The kappa1 arises from instantiating TT at its call site in SS
• Generalise. So we get
        SS :: forall k1 k2. (k1->*) -> k1 -> k2 -> *

• Extend the environment with these generalised kind bindings, and kind-check the CUSK declarations.

The Key Point is that we can kind-check SS without looking at TT's definition at all, because we completely know TT's kind. That in turn means that we can exploit inferred polymorphism for SS when kind-checking TT. As we do here: TT uses SS in two different ways (SS f a Maybe) and (SS f a Int).

This strategy is more complicated than the initial proposal, but allows fewer annotations. It's not clear whether it is wroth the bother.
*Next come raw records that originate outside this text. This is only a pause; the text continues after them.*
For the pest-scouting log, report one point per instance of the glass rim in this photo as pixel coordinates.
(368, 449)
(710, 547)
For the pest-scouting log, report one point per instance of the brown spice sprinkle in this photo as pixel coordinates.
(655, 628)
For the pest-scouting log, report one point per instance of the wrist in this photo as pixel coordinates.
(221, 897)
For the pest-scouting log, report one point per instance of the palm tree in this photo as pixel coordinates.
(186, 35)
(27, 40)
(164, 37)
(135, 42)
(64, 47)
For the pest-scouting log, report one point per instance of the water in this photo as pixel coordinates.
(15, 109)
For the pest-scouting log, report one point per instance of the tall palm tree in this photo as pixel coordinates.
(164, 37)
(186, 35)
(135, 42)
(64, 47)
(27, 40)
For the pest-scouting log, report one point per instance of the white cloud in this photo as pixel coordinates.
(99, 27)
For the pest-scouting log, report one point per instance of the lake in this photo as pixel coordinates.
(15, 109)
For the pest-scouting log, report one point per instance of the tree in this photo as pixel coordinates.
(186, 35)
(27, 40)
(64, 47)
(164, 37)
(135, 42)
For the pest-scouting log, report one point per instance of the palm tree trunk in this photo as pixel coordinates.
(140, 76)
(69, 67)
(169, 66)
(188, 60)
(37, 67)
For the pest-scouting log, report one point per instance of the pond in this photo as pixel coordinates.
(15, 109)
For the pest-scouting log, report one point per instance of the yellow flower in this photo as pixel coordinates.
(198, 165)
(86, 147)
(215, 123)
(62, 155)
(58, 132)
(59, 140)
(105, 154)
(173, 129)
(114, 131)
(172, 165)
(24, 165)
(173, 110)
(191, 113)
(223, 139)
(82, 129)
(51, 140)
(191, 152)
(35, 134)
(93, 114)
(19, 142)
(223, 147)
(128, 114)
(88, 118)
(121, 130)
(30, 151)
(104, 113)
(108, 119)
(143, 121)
### Typing rule for the new proposal

An algorithm is all very well, but what about the typing judgements? We will pretend that data, type, type family, class declarations look something like this:

  T :: forall k1 k2. (k1 -> *) -> k1 -> _ -> *
data/type/class T a b c = rhs


That is, there is a possibly-partial kind signature, with holes denoted by "_", and a definition "rhs" (eg the consructors of a data type, or equations of a closed type family). In reality there isn't a separate kind signature; instead, it is integrated in the definition; e.g.

  data T (a::k1 -> *) (b::k1) c = MkT (a b) c


The kind variables mentioned in the partial kind signature scope over the "rhs".

Then we have two typing rules, one for CUSK, and one for non-CUSK. We give the rule for data types but modulo keyword it works for classes, closed type families, etc. We ignore arity/saturation issues for type families.

k has at least one missing bit (non-CUSK)
k2 = k[k'1 .. k'n/_]     -- k'1 .. k'n are magically known
kvs2 = fkv(k2)
G, kvs2, T : k2 |- (data T tvs = rhs) ok    -- Monomorphic recursion
----------------------------------------------------- NoCUSK
G |- (T :: forall kvs. k; data T tvs = rhs) :: {T :: forall kvs2. k2}

k has no missing bits (CUSK)
G, T : forall kvs. k |- (T tvs = rhs) ok  -- Polymorphic recursion
----------------------------------------------------- CUSK
G |- (T :: forall kvs. k; data T tvs = rhs) :: {T :: forall kvs. k}


We need two rules, depending on whether or not a CUSK is detected.

The first rule requires the equations to be fully parametric in its kinds, whereas the second allows polymorphic recursion.

For closed type families, these rules are different than the implementation today, because kind inference for closed type families today is ill-specified. See comment:18:ticket:9200.